Question on last tasks on "Modeling the toric code on a quantum computer" demo

Hi,

At the end of notebook Modeling the toric code on a quantum computer | PennyLane Demos, there are these tasks which I’m trying to do.

Note
I encourage dedicated readers to calculate the phase accumulated by exchanging:
1. A Z Group excitation and a Z Group Excitation
2. An X Group excitation and an X Group Excitation
3. A combination  Ψ particle and an X Group excitation
4. A combination  Ψ particle and a Z Group excitation
5. A combination  Ψ particle with another  Ψ particle

The combination particle should behave like a standard fermion. You can create and move combination particles by applying PauliY operations.
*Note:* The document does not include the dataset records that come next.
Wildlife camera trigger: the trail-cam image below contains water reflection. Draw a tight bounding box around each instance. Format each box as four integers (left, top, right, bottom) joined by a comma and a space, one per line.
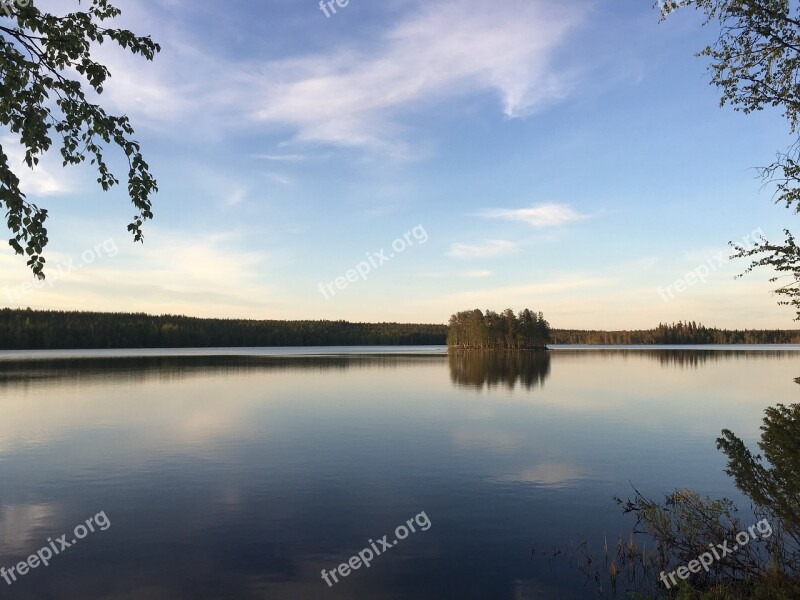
553, 348, 800, 369
0, 354, 445, 390
719, 403, 800, 548
448, 350, 551, 390
0, 349, 798, 599
650, 349, 800, 368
For task 1, i.e. A Z Group excitation and a Z Group Excitation, this is my code

prep1 = [(1, 1), (2, 1)]
prep2 = [(1, 3)]
loop1 = [(1,2),(2,2),(3,2),(3,1),(2,1),(2,2)]

# WITHOUT LOOPING

expvals = excitations(prep1 + prep2, [])
x_expvals, z_expvals = separate_expvals(expvals)

fig, ax = excitation_plot(x_expvals, z_expvals)
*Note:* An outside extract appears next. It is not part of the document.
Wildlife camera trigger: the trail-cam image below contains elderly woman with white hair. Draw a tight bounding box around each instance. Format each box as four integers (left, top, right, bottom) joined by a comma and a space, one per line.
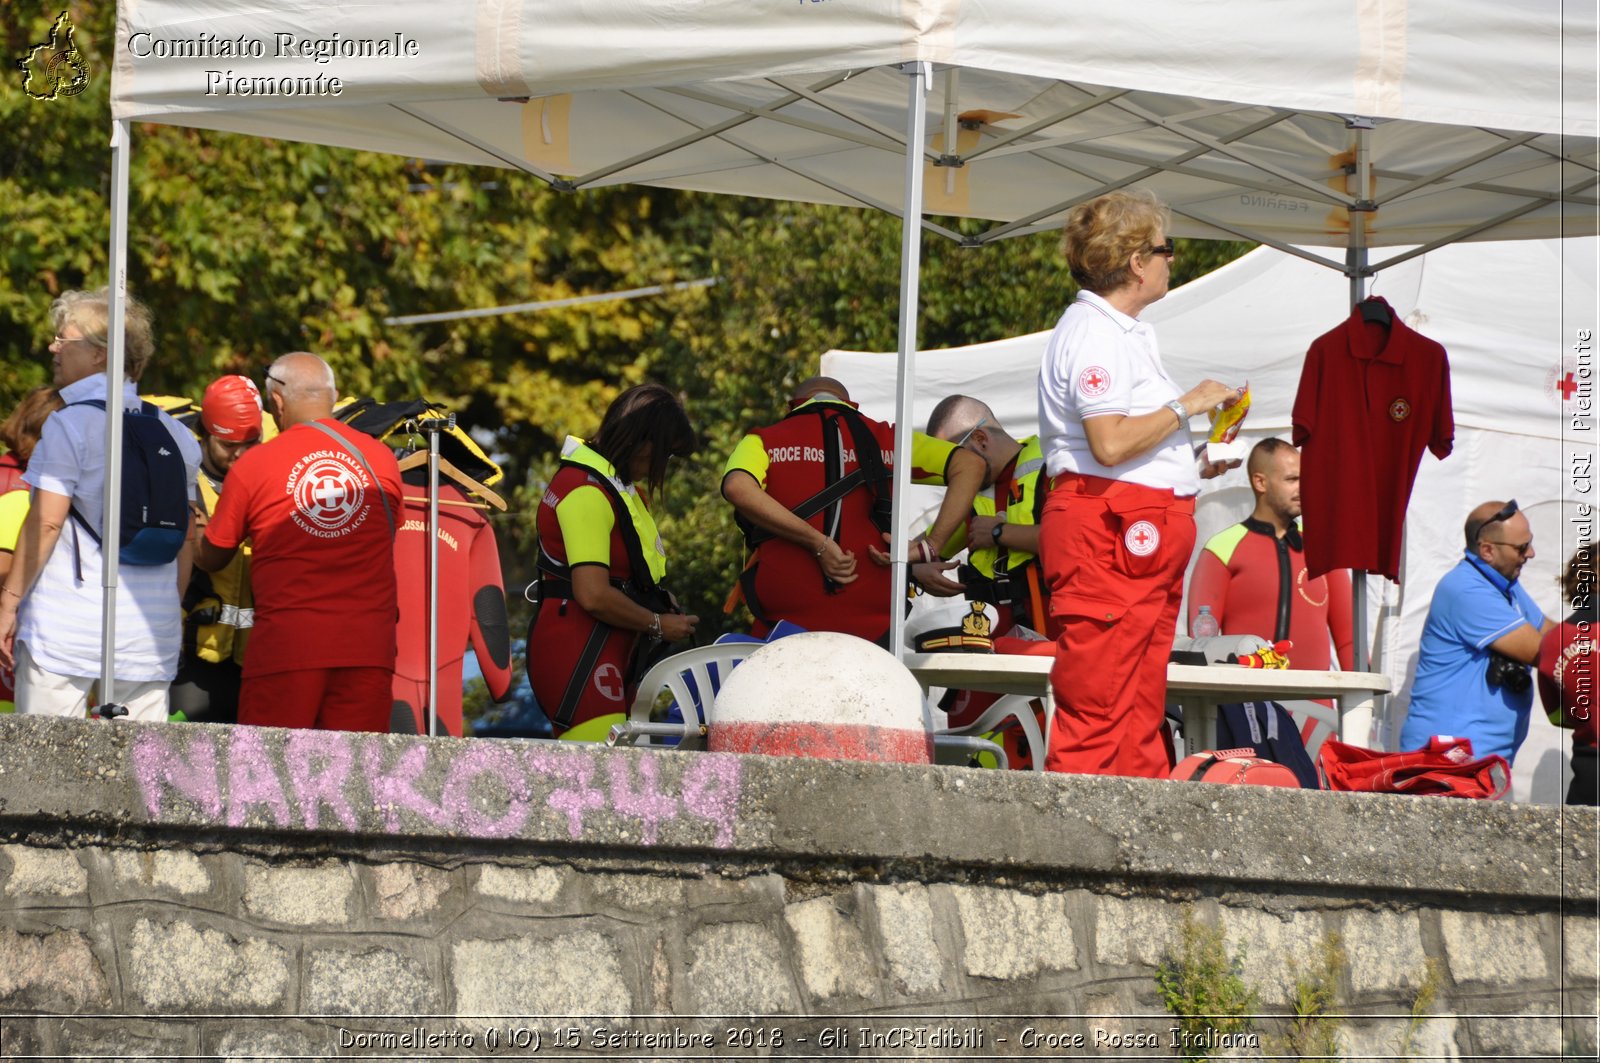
0, 287, 200, 721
ax.plot(*zip(*(prep1)), color="maroon", linewidth=10)
ax.plot(*zip(*(prep2)), color="maroon", linewidth=10)

display(plt.show())
z_around_z = hadamard_test(prep1 + prep2, [], [], [])
print("WITHOUT LOOPING - Mutual exchange statistics - Move z excitation around z excitation: ", z_around_z)

# WITH LOOPING
expvals = excitations(prep1 + prep2 + loop1, [])
x_expvals, z_expvals = separate_expvals(expvals)

fig, ax = excitation_plot(x_expvals, z_expvals)

ax.plot(*zip(*(prep1)), color="maroon", linewidth=10)
ax.plot(*zip(*(prep2 + loop1)), color="maroon", linewidth=10)

display(plt.show())
z_around_z = hadamard_test(prep1 + prep2, [], loop1, [])
print("WITH LOOPING - Mutual exchange statistics - Move z excitation around z excitation: ", z_around_z)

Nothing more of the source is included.